Incognita
Les soirs brûlants de printemps, les auberges
Transpirent dans un air violent et lourd
Les clameurs des fêtards et l'atmosphère
Ecœurante, outragent les alentours.
Au dessus des boulevards poussiéreux
Et des mornes pavillons de banlieue
Un bretzel géant vante une boutique
Et les gamins hurlent des cris hystériques.

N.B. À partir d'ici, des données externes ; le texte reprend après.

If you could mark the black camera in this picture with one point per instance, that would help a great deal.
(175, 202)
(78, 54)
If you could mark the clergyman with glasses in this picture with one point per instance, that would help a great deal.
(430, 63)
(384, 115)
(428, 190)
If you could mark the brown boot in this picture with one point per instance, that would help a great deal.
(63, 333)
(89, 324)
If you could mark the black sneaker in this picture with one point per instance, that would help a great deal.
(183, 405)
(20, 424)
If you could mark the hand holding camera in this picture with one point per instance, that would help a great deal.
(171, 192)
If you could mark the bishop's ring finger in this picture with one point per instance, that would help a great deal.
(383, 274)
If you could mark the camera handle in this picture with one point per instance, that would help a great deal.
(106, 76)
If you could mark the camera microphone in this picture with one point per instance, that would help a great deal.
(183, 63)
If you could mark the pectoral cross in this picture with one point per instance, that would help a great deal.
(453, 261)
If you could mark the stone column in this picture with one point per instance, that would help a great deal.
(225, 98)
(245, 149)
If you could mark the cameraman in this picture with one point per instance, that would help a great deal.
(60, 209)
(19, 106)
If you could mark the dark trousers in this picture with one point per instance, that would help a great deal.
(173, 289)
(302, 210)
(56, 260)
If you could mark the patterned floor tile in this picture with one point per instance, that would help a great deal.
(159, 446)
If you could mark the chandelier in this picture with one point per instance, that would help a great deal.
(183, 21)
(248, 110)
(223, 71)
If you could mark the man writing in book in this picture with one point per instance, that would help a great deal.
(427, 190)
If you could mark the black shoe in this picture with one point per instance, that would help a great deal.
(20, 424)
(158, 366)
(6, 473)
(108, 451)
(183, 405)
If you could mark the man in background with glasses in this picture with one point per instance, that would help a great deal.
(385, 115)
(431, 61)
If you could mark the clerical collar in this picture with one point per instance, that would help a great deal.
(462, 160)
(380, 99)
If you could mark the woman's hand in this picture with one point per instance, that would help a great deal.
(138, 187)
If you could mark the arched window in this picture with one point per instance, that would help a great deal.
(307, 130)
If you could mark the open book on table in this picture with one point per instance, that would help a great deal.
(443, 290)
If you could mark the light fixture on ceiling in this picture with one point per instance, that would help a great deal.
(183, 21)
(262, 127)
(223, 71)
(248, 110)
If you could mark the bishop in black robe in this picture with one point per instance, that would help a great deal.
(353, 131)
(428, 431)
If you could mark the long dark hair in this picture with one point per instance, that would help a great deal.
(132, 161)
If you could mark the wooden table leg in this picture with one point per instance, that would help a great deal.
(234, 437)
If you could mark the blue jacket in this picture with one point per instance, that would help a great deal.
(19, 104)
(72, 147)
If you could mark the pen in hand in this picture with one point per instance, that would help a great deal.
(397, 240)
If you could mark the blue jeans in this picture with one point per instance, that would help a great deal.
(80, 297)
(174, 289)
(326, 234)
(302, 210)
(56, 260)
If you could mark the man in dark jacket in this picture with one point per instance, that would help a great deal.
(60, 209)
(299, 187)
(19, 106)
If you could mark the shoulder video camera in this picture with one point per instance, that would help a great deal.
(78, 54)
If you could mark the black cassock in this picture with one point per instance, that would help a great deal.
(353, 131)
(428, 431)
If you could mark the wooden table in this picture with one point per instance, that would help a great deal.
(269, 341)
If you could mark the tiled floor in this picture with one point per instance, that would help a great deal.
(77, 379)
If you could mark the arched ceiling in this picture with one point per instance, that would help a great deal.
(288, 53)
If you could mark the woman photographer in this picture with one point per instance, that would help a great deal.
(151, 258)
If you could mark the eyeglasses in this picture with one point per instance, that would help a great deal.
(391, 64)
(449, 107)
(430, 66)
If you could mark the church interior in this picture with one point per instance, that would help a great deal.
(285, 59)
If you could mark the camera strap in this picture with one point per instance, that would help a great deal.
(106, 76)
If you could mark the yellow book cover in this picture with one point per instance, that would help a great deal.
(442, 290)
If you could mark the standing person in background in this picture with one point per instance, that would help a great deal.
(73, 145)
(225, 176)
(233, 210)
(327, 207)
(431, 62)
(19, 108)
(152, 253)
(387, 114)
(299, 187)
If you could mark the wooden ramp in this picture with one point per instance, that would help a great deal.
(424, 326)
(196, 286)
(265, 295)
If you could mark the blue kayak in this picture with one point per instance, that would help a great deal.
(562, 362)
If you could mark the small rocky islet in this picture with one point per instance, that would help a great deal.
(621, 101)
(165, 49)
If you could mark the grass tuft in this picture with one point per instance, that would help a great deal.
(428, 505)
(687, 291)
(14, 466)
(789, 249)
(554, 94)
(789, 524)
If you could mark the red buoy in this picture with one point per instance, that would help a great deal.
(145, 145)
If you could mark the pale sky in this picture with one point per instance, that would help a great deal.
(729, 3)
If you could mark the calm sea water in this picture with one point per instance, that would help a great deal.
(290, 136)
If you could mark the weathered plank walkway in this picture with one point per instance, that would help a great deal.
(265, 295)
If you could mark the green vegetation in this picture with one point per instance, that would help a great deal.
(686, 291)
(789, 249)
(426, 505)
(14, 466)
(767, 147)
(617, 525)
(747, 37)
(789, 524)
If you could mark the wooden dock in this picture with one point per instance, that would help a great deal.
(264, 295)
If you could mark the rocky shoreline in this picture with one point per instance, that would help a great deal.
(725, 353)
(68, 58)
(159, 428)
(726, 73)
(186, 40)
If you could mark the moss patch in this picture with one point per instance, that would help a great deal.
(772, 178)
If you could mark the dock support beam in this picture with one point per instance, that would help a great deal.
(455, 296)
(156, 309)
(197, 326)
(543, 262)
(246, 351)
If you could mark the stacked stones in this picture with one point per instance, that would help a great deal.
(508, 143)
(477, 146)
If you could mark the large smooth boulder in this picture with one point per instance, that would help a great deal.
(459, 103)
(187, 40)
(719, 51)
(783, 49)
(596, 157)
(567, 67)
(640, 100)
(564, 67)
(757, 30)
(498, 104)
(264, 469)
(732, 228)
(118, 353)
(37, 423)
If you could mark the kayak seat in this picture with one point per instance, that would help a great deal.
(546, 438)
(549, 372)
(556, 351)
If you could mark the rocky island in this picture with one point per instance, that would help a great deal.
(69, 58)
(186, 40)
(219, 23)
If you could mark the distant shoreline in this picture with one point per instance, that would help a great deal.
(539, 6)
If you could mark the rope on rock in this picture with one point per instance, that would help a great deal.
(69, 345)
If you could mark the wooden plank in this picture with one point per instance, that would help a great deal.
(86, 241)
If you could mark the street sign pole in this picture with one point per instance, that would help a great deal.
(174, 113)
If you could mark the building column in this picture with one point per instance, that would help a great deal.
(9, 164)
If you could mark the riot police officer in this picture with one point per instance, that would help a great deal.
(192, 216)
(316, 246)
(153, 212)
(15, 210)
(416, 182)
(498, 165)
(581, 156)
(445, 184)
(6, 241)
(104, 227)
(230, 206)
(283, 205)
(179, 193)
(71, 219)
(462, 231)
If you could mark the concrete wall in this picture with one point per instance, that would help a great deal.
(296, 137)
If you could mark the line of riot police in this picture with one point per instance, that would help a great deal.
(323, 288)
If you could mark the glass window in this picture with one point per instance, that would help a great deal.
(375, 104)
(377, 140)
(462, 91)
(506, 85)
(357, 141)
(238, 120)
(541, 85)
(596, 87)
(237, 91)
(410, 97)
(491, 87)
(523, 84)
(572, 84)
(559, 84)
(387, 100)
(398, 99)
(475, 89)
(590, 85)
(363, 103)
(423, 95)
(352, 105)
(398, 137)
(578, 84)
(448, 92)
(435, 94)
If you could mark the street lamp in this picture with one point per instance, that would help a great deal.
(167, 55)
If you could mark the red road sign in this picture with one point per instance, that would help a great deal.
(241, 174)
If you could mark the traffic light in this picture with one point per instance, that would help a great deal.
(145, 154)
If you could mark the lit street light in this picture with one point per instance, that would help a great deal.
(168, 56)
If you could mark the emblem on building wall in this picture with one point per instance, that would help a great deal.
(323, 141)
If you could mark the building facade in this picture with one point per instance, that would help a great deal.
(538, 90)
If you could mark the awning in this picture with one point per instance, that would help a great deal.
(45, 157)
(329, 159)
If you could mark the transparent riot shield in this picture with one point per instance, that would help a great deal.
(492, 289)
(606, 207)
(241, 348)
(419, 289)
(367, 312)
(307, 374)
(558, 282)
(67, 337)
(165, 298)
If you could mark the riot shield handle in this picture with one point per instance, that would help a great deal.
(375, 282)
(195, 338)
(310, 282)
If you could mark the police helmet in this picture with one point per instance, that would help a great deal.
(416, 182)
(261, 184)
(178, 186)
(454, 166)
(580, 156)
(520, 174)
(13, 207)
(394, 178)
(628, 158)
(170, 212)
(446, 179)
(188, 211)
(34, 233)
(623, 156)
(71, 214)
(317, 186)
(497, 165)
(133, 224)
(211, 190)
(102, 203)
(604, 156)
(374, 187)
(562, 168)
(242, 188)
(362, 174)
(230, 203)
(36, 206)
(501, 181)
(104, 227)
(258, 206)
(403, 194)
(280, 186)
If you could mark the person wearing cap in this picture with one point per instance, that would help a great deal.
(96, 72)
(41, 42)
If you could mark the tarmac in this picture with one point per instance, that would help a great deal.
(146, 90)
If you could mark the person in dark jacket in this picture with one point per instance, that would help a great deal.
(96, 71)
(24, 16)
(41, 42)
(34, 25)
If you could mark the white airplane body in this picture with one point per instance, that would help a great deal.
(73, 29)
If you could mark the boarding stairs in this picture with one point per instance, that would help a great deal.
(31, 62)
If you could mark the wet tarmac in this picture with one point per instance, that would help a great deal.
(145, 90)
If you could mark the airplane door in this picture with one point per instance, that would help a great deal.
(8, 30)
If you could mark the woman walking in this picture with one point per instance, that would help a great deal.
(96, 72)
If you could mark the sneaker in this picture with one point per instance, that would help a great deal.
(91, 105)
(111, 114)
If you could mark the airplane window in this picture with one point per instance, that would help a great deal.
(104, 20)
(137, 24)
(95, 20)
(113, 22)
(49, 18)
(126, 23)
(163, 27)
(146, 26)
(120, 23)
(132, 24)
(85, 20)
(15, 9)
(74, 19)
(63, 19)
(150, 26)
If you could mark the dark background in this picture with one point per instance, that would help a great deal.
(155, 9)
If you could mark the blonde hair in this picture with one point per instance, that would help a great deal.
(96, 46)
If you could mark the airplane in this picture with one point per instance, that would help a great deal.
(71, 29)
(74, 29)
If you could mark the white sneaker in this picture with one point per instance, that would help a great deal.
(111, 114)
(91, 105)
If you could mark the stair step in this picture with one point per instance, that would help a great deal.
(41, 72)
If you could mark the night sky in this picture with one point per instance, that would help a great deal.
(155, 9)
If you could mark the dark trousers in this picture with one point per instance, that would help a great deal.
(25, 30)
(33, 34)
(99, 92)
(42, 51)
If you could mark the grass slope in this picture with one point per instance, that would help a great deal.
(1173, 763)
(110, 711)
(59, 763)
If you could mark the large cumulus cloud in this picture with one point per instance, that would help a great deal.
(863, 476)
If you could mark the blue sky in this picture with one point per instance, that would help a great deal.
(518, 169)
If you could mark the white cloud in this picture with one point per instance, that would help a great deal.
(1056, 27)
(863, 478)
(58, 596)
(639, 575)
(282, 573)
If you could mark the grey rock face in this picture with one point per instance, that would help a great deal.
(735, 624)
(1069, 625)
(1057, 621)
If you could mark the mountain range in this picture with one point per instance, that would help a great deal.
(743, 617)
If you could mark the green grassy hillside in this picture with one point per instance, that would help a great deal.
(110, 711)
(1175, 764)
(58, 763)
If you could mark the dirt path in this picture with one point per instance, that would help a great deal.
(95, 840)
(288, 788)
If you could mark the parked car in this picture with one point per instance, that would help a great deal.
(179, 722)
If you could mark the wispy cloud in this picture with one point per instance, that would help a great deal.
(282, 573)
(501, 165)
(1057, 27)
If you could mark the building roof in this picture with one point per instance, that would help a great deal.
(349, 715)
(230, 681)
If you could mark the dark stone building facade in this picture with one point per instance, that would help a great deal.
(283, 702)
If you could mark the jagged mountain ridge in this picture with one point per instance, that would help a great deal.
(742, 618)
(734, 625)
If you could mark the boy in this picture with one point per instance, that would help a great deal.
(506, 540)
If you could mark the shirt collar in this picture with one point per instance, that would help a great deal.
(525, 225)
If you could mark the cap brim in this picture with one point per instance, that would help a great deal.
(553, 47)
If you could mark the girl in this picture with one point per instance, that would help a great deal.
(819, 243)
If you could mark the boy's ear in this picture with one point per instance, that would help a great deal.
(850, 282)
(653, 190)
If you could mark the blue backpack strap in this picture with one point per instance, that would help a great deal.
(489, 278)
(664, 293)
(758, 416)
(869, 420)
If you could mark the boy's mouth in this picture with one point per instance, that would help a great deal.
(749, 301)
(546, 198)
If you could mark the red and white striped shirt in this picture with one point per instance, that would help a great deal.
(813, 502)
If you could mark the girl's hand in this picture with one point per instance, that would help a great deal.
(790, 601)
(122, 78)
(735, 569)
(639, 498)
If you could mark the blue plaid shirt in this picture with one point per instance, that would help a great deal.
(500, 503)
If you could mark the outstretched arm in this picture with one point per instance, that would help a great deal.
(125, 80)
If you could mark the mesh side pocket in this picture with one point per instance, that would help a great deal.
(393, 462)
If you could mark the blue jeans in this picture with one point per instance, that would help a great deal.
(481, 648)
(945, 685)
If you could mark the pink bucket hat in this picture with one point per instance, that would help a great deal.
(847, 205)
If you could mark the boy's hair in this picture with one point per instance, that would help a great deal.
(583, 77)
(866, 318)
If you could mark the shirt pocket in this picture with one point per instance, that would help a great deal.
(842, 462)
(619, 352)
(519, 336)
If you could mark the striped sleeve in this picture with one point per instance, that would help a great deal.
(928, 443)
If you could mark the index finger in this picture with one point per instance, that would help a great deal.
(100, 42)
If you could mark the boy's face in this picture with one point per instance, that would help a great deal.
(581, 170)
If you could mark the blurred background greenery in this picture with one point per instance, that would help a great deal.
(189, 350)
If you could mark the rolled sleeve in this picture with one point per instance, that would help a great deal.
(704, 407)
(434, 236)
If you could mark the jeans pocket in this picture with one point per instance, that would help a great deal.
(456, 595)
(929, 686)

Et tous les soirs, au delà des barrières
De beaux messieurs confits d’esprit canaille
Vont et longent le fossé du canal
Femme au bras, chapeau melon de travers.
Les rames frappent l'eau du lac en grinçant,
Le cri d’une femme agresse les oreilles ;
Avec un regard vide et méprisant
La Lune, blafarde, d’en haut, surveille.
Là, le soir, mon alter ego s’assied,
Son image se reflète dans mon verre.
Comme moi, il est brisé et humilié
Et en a soupé, des mystères amers.
Les serveuses, debout près des tables, lasses,
Attendent que daigne poindre le matin
Et les soiffards aux yeux rouges de lapin
S’exclament ensemble : ‘In vino veritas !’
Et toujours à la même heure, chaque soir
(ou peut-être, l'ai-je seulement rêvé ?)
La mince silhouette, drapée de soies
Apparaît dans la fenêtre embuée.
Passant le long des ivrognes attablés
Elle, sans compagnon, toujours esseulée,
Auréolée de parfum et brouillard,
A la fenêtre, lentement va s'asseoir.
Elle, et ses certitudes surannées,
Vêtue de ses soieries inaltérables,
Avec son chapeau aux plumes macabres,
Et ses bagues à ses longs doigts effilés.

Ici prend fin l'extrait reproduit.